Date
30 May 2017
Wan Li oversaw the dismantling of farming communes as party boss in eastern Anhui province after Mao's death in 1976, helping pave the way for wider reform. Photo: Internet
Wan Li oversaw the dismantling of farming communes as party boss in eastern Anhui province after Mao's death in 1976, helping pave the way for wider reform.

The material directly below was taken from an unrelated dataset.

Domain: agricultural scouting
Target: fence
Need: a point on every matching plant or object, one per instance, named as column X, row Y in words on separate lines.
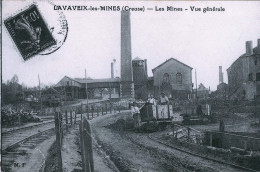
column 86, row 146
column 66, row 117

Photo: Internet

Wan Li, last of China’s Eight Immortals, dies at 98

Wan Li, the last of China’s revolutionaries who helped shape the post-Mao Zedong era, has died.

He was 98.

Li oversaw the dismantling of farming communes as party boss in eastern Anhui province after Mao’s death in 1976, helping pave the way for wider reform.

He rose to chairman of the National People’s Congress, the country’s top legislature, from the ranks of Communist Party elders known as the “Eight Immortals”.

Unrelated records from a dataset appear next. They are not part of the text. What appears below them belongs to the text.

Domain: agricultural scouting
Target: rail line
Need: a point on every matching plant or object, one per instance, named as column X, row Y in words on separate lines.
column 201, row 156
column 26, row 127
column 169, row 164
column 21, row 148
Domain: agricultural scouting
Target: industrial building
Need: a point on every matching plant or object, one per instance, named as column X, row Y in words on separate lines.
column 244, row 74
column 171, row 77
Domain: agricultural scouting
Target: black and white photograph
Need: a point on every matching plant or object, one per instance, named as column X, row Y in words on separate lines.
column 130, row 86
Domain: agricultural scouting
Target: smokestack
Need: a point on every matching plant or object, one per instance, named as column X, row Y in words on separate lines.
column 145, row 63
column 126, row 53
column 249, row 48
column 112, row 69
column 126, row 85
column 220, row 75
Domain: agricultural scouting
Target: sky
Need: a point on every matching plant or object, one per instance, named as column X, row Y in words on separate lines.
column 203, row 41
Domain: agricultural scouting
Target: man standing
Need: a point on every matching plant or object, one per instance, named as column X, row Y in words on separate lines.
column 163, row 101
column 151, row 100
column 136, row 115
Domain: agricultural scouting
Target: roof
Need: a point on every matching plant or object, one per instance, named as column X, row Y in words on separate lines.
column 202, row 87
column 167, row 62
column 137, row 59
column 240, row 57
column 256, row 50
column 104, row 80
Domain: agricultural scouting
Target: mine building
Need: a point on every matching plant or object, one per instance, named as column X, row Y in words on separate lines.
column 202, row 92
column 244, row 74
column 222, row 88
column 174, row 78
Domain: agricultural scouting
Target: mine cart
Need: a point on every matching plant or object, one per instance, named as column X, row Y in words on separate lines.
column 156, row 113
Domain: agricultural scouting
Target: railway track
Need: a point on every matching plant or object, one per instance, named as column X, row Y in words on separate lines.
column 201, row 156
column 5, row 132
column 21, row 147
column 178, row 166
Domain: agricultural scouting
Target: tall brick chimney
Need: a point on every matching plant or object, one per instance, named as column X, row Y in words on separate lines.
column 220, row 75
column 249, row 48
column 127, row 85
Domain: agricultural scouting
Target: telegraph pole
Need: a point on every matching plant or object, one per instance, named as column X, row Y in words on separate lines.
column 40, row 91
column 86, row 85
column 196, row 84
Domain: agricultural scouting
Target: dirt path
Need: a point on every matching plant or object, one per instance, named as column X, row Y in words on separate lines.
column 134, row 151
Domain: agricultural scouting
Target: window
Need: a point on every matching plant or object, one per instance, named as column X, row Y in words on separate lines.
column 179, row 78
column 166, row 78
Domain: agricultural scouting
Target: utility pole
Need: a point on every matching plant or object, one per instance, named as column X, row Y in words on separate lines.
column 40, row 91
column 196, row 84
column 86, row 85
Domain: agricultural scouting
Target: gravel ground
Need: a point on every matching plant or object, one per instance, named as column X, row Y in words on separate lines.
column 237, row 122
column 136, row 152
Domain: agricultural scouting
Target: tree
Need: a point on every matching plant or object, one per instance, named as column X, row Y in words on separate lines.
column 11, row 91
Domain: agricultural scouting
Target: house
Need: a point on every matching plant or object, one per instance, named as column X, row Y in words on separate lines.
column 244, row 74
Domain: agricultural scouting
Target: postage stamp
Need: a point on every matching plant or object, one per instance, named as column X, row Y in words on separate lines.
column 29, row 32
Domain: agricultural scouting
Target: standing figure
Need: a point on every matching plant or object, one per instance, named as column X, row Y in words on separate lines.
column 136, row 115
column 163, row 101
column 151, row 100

Wan died of an illness in Beijing on Wednesday, according to Bloomberg which cited state-run CCTV.

The official broadcaster said his death is “a great loss to the party and the state”.

The Shandong native joined the party in 1936 and was among a handful of one-time revolutionaries like Deng Xiaoping who suffered during Mao’s Cultural Revolution only to re-emerge and lead the country’s economic resurgence in the 1980s and 1990s.

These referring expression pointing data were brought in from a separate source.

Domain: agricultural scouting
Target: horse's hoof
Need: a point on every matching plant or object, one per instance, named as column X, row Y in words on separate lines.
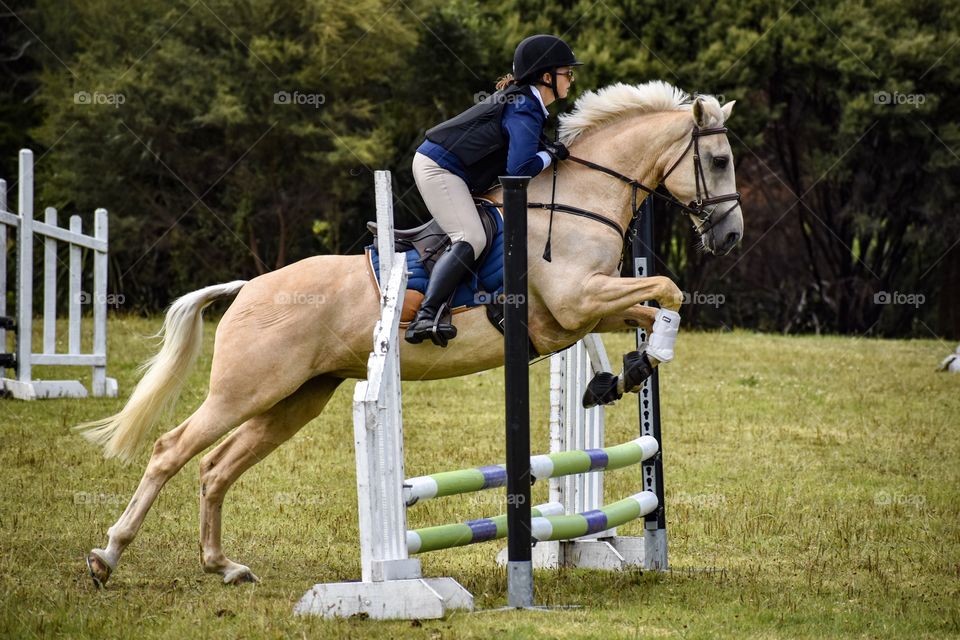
column 99, row 569
column 636, row 369
column 601, row 390
column 240, row 575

Wan was commonly included among the Eight Immortals, although opinions have differed on the group’s membership.

He was seen as a close ally of Zhao Ziyang, the Communist Party chief purged after supporting students whose protests were suppressed in the 1989 Tiananmen Square crackdown.

Wan was on a trip to North America when the pro-democracy movement broke out and returned home to profess support for Deng.

“Wan Li was one of the earliest reformers inside the party,” said Zhang Lifan, a Beijing-based historian who previously worked at the Chinese Academy of Social Sciences.

“He belonged to the same reform camp as Zhao Ziyang did.”

Born in Dongping, Shandong, Wan held administrative positions during China’s war with Japan and the subsequent civil war between the Communist Party and Chiang Kai-shek’s Nationalists.

He rose to national politics after the 1949 founding of the People’s Republic of China, serving as urban construction minister and vice mayor of Beijing before being purged during the Cultural Revolution.

Like Deng, Wan was rehabilitated toward the end of Mao’s reign, becoming Beijing’s party chief and then railway minister.

He helped carry out Deng’s “reform and opening up” policy as Anhui party chief and vice premier before taking the top legislative job.